Por su parte, Eduardo Almeida, del Nodo de Derechos Humanos, expresó:
“Hay un sentimiento muy generalizado de indignación. La sociedad ha sentido esto como un insulto y un agravio. Un insulto, por lo que Marín hizo en contra de Lydia Cacho y porque ni siquiera fue capaz de pedir una disculpa, sino que asumió y ha asumido todo este tiempo una postura arrogante, asumiéndose él y sus colaboradores como hombres de una alta estatura moral. De esa forma lo único que están haciendo es reforzar la indignación”.
“Pero también fue un agravio –añadió el joven activista– porque la gente tenía una esperanza, aunque fuera mínima de que en este caso se aplicara por fin la justicia y no fue así. Esto viene a acentuar la indignación en la gente que vive en la pobreza, en la marginación política y económica, que padece día a día represión de grupos caciquiles al amparo de la impunidad”.
Desde su perspectiva, los ministros que defendieron la causa marinista “optaron por una salida política fácil, que abona a esa desconfianza hacia las instituciones y que deja muy revelada la hipótesis sobre los posibles arreglos del góber precioso y Felipe Calderón, que cuestiona la supuesta independencia de la SCJN y esta duda jamás será despejada y trasciende el ámbito nacional y cualquier punto de vista, como ha sido reflejado, por ejemplo, en el New York Times y organizaciones no gubernamentales que no son de izquierda, y mucho menos pueden calificarse como radicales”.

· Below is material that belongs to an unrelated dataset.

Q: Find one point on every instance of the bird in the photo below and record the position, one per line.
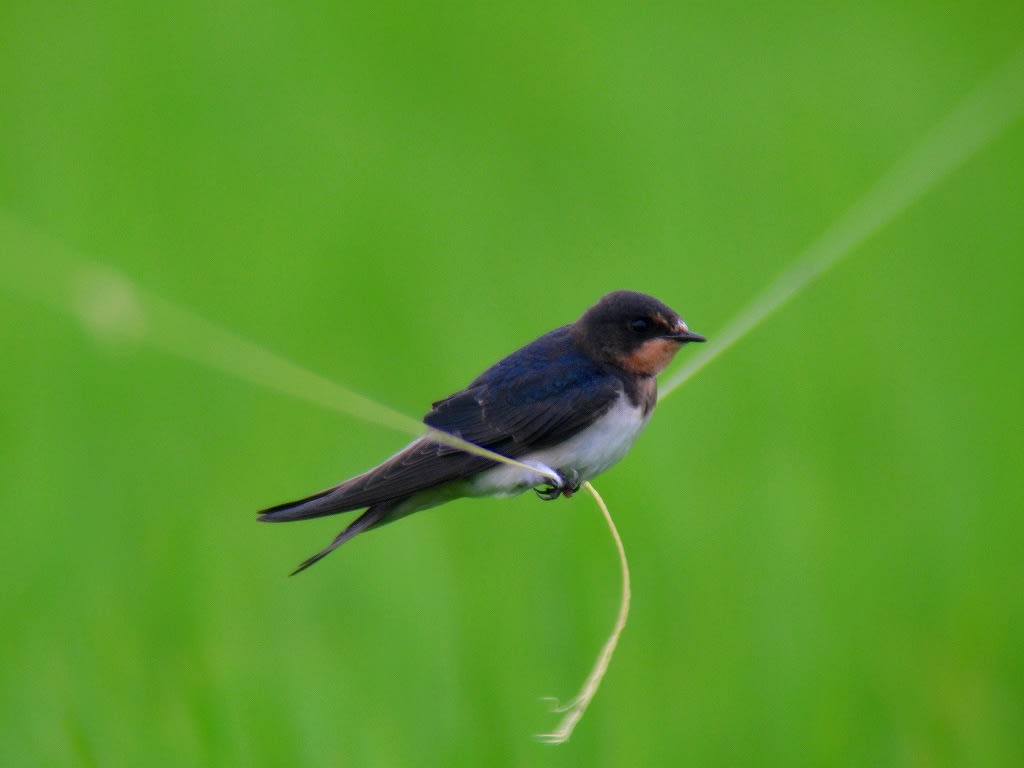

Almeida Sánchez apuntó hacia otra cuestión que ha sido develada a partir de que Marín fue librado de culpa por el máximo tribunal del país:
“A las instancias de poder les importa poco si existe descontento social, si la gente reclama justicia y respeto a la dignidad. Por ejemplo tenemos a los líderes de la Iniciativa Privada, que hablan de estabilidad, de seguir adelante, de cerrar capítulos; el PRI que no se cansa de jactarse de su carro completo y que prácticamente desafió al Estado de Derecho desde antes de que se conociera la decisión de la Corte, pues se declaraba que independientemente de lo que sucediera aquí se iba a definir todo, es decir, aquí se le iba a dar impunidad a Mario Marín”.
El representante del Nodo coincidió con Cuéllar, en que el comportamiento de buena parte de los medios de comunicación local en este caso ha dejado mucho que desear; “porque como dicen algunos periodistas: ‘Noticia es todo lo que el director quiere publicar’, y parece que en este asunto, muchos directores, muchos dueños, empresarios de los medios, omitieron el tema, pese a ser de vital importancia para la opinión pública”.

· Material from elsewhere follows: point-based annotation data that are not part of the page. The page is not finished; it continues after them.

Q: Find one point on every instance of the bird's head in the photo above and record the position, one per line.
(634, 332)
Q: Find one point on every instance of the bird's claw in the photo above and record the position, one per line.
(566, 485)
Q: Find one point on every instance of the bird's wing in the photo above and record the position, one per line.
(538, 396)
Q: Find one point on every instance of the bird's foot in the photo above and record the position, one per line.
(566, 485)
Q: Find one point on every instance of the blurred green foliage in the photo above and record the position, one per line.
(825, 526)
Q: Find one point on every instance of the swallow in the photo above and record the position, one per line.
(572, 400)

Brahim Zamora, coordinador de la Red Democracia y Sexualidad Puebla, manifestó: “Me parece que el fallo de la Corte muestra el deplorable estado de las instituciones de este país. Paco Taibo II decía en Guadalajara que este país se va a calentar y desgraciadamente las puertas institucionales se van cerrando una a una. Cada puerta que se cierra le echa más leña a la hoguera del descontento”.
“Como ciudadano, como ciudadano feminista que trabaja por los derechos sexuales y reproductivos, me indigna que los votos de las dos ministras hayan sido a favor del que le hace favores al amigo del pederasta, a favor del que da coscorrones a viejas cabronas. Me ofende muchísimo que dos mujeres hayan votado contra los derechos de otra. Ese es el Estado de Derecho en este país. Hoy platicaba con un taxista sobre el hecho, fue muy elocuente, lo que me dijo fue: ‘El otro nombre de la democracia es dinero. Nos abandonaron mi joven’. Pero sigo teniendo confianza en la gente, después del pasmo, los resortes de la indignación se volverán a activar”.